How The Need To Feel Right Can Ruin A Relationship
In this society, there is a want to be right. There is a want to be seen as superior or knowledgeable. In a relationship, we want to feel good. A relationship can open our mind to other thoughts, help us feel supported and give us someone to spend time with. So, how does the want to be right impact a relationship?
People want to feel good about themselves, but someone’s ego can try pushing ideas and thoughts onto other people to make themselves feel superior and to give themselves a feeling of a status boost. This need to be “right” can overtake someone’s enjoyment of life and people around this person can also be pushed away. Loneliness can set in.
A partner in a relationship can be pushed away and feel inferior to someone that insists on always being right or correct. The protection of the ego itself can be so strong that understanding cannot begin to happen if someone insists on their own points of view and ideas that may be pushed onto the other person in a relationship. It may be so strong that the other person ends up leaving due to not feeling equal and valued in the partnership.
What is “being right”? Sometimes you can be as right as you want and insist on your own knowledge, opinions and ideas to be correct, but then have no friends or reach the goal that you originally wanted to get to. Perspectives are many. Knowledge abounds. In being humble and knowing that we experience life in different ways with different perspectives, we grow and learn.
Ask more questions about your partner. Get to know why he or she feels a certain way. Understand what it is that he or she has experienced that underlies their ideas and thoughts. It is okay to have disagreements and to have different viewpoints. Just because you are together in a relationship, it doesn’t mean that you have to always have the same ideas, thoughts and beliefs about life.
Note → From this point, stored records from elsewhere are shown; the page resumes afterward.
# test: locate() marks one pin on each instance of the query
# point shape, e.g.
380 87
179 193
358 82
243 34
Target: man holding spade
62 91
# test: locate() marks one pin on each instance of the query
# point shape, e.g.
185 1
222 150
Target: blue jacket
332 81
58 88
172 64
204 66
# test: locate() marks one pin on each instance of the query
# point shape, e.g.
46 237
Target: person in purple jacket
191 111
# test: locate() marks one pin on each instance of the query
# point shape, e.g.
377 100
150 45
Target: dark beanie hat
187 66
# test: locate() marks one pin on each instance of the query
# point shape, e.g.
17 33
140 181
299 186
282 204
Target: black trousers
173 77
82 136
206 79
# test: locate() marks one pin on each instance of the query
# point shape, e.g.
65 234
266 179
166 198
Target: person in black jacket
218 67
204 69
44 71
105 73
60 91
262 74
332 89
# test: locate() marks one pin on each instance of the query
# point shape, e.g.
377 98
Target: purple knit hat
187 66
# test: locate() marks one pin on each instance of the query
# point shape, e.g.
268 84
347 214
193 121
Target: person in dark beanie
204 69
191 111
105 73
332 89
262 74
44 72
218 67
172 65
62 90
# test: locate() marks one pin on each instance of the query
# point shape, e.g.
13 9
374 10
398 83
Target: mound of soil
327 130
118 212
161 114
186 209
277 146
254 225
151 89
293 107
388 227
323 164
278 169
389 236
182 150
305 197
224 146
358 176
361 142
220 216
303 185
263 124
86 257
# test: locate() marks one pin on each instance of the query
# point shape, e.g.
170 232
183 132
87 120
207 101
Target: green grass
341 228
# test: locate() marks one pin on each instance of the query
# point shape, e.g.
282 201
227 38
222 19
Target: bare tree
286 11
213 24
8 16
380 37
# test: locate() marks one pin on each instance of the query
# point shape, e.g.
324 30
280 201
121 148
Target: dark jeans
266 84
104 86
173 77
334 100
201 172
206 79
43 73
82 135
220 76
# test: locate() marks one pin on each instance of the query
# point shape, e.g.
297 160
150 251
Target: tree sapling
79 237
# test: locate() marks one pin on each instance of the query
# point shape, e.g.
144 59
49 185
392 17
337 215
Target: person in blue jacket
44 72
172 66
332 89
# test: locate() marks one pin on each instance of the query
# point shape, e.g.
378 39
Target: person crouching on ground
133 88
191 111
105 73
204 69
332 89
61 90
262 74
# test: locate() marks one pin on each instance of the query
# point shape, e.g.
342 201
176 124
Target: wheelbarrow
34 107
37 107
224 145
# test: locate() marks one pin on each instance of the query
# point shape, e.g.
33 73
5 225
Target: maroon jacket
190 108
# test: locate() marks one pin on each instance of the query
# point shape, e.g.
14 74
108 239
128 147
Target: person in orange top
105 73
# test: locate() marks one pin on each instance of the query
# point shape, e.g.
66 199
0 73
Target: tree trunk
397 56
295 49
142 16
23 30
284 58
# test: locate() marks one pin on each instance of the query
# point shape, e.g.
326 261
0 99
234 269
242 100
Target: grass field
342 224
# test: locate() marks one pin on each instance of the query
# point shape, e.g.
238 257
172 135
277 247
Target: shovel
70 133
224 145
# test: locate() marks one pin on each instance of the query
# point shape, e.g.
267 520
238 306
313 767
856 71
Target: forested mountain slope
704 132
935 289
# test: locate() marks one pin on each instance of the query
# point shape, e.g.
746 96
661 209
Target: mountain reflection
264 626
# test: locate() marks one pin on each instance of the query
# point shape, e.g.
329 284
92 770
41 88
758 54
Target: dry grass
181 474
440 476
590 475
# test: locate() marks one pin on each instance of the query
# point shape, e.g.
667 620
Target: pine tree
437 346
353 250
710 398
Come up with agreements and logistically work out your daily life so that it is easier and more fun to manage. Be open to new experiences and ideas. You don’t have to agree with everything, but just listening to what someone else has to say is therapeutic and opens that door to further understanding.
Sometimes your own emotions can be so strong that they can get in the way of reason and logic. You may have anger or hurt feelings come up unexpectedly. It may overtake your mind and block you from acceptance of another opinion or the other side in your partnership.
Remembering what we ultimately want in a relationship will help us to get there. Focusing on developing the relationship and being whole within ourselves will give us a sense of peace. We can change. The other person can change. Allowing growth and change to occur is necessary for betterment. If we always stayed the same, had the same knowledge and limited ourselves, we would never get better or empower ourselves to do better.
When we feel our emotions overtaking us, we need to understand why and where it is coming from. We may have not felt resolution in certain situations. The importance about ourselves may be lacking and that is why we persistently have a need to feed our ego and seek for this need to be “right.” Trauma may have deeply affected us and thrown us into this place where we need to feel in control and more important that others (and our significant other). Life is flow and not a constant.